Hereditary spherocytosis is still the most prevailing congenital hemolytic disorder in Denmark although it is noteworthy that trait conditions of hemoglobinopathies have become even more prevalent. In 2016, beta-thalassemia minor had an overall prevalence of 34.9/100,000 persons and alpha-thalassemia trait had an overall prevalence of 19.2/100,000 persons. This reflects a close to nine-fold increase for beta-thalassemia minor and a 46 times increase for alpha-thalassemia trait since 2000 (Supplementary Tables 6 and 7). This increase is probably driven by combinations of immigration, increased rate of children born with the condition, and increased diagnostic intensity. While hereditary spherocytosis increased steadily during the study (Figure 3), the prevalence of all other disorders increased steeply starting in 2010. This probably reflects an increasing awareness in clinicians about the use of conclusive laboratory tests. We suspect that the same explains the increase in hemoglobinopathies prevalence which is much higher than the increase in immigration-rate. While the proportion of inhabitants with non-Danish origin only doubled from 2000 to 2016, sickle cell trait prevalence increased fourfold during 2000–2009 but 13 times from 2000 to 2016. This marked increase cannot be explained by migration only, but must derive from a change in clinical practice (Figure 3 and Supplementary Table 8). This change in clinical practice would most likely be an increased use of conclusive laboratory testing (eg HPLC and gene test), this notion can find some support in the increased number of tests requested at the Hemolysis laboratory. This increased highly specific diagnostics would also explain the decrease in the prevalence of unspecified congenital hemolytic diagnosis, as many patients would now get a specific diagnosis.

Sensitivity Analysis

In our previous validation study, it was noted that a hemolytic diagnosis made by non-medical departments conferred a low PPV.20 We therefore excluded non-medical departments, although we thereby excluded some patients. This will have the largest impact on the sensitivity model, as this model only takes the ICD-8 and ICD-10 codes from hospitals into account, and does not include supporting data from the laboratory analyses.

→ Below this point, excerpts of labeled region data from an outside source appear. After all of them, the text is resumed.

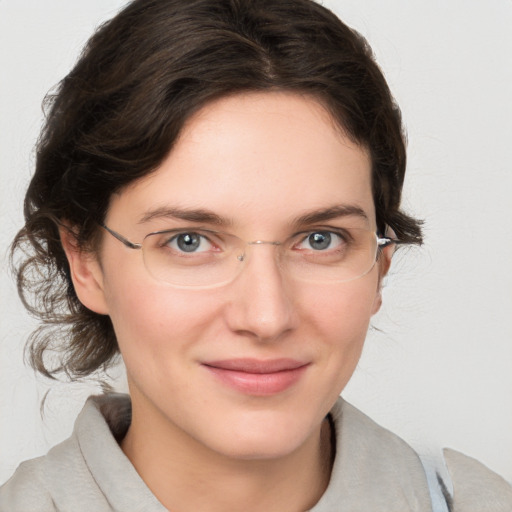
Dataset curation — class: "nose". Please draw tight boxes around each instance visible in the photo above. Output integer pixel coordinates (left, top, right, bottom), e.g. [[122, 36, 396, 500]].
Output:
[[226, 244, 298, 342]]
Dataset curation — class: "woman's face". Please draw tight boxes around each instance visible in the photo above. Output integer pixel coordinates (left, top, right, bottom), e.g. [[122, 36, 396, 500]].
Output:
[[78, 93, 386, 459]]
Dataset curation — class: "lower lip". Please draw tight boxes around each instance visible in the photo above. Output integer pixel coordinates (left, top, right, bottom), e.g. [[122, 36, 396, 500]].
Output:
[[205, 365, 308, 396]]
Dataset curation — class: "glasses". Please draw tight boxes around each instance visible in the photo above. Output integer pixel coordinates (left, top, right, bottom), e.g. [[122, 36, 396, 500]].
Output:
[[101, 224, 400, 288]]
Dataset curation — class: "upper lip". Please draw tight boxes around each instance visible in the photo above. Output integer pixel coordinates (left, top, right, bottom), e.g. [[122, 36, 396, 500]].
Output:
[[203, 358, 308, 374]]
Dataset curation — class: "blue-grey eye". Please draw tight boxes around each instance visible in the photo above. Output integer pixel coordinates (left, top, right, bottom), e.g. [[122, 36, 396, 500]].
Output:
[[308, 231, 332, 251], [168, 233, 210, 252]]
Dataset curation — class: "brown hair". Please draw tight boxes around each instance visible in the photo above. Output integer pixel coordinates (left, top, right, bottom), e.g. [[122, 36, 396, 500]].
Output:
[[12, 0, 421, 378]]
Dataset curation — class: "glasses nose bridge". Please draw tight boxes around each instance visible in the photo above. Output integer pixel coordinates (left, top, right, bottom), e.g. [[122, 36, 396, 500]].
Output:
[[237, 240, 283, 262]]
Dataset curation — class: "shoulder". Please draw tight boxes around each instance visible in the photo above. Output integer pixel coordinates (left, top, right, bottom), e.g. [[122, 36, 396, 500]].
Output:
[[444, 449, 512, 512], [0, 457, 56, 512], [0, 394, 165, 512], [313, 399, 432, 512]]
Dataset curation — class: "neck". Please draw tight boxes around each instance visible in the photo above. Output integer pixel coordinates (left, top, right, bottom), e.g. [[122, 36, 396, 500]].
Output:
[[121, 394, 332, 512]]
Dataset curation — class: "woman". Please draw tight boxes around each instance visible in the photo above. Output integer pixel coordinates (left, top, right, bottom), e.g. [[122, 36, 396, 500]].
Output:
[[0, 0, 512, 512]]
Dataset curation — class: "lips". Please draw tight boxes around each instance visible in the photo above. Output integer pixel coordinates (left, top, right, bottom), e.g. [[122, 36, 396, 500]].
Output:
[[203, 359, 309, 396]]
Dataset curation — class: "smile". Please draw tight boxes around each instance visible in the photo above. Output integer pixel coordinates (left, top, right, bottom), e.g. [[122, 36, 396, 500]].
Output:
[[203, 359, 309, 396]]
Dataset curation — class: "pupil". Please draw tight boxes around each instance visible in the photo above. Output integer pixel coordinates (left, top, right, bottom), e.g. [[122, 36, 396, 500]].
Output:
[[309, 233, 331, 250], [177, 233, 201, 252]]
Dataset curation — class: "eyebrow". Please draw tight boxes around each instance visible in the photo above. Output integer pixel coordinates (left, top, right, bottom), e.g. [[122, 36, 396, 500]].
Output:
[[139, 206, 233, 226], [139, 205, 369, 227], [293, 205, 370, 226]]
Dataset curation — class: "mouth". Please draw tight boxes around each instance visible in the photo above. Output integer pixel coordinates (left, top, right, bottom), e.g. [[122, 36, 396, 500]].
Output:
[[203, 359, 310, 396]]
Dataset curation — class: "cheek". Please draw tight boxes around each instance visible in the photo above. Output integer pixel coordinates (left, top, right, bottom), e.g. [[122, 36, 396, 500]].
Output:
[[106, 266, 223, 371], [305, 273, 380, 343]]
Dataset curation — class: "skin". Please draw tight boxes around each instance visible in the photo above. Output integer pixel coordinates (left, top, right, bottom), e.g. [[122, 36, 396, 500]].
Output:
[[63, 92, 390, 512]]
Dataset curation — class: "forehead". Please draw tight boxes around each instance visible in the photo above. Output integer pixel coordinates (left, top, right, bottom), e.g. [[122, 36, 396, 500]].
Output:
[[109, 92, 375, 232]]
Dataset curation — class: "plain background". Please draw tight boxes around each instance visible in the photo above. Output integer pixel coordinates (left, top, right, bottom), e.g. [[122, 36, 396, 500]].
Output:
[[0, 0, 512, 483]]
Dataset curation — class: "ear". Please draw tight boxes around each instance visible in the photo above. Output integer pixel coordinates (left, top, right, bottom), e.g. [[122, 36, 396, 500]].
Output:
[[372, 244, 395, 315], [59, 225, 108, 315]]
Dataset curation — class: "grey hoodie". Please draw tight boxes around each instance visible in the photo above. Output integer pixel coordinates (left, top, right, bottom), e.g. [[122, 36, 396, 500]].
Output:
[[0, 394, 512, 512]]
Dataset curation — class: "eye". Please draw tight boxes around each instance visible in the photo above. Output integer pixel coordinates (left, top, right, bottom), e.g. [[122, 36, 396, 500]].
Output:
[[296, 231, 344, 251], [164, 232, 213, 253]]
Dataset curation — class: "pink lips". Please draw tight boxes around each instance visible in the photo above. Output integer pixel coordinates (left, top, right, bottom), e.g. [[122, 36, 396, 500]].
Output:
[[203, 359, 309, 396]]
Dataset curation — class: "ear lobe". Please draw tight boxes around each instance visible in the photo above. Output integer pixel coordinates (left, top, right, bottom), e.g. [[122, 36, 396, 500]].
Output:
[[59, 226, 108, 315]]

We observed prevalence differences that reflected the lower numbers of possible diagnoses included in the sensitivity model; consequently, more patients were categorized as congenital hemolysis NOS. This supports the assumption that at the time of referral patients are often assigned an unspecified diagnosis code of congenital hemolysis which is later changed to the causal diagnosis, when the diagnostic workup is complete.

We compared the gap in annual prevalence between the two models, for all diagnoses represented in both the main model and sensitivity model (Supplementary Table 2) Large differences between the models were therefore only seen in diseases where laboratory data added a significant number of diagnosed patients, ie hemoglobinopathies (Figure 13).

Limitations and Strengths

As our analyses start in 2000, the number of patients with incomplete follow-up due to lack of capture in the Patient Register, which opened in 1977, is probably negligible. The hemolytic laboratory database has been operational since 1993, and has offered complete coverage from 2000. Consequently, patients with trait conditions are not captured systematically from 1993 to 1999. This may also result in more unspecified congenital hemolysis diagnoses, especially in the earliest study period, or among the older population diagnosed before the systematic registration in the hemolytic laboratory database.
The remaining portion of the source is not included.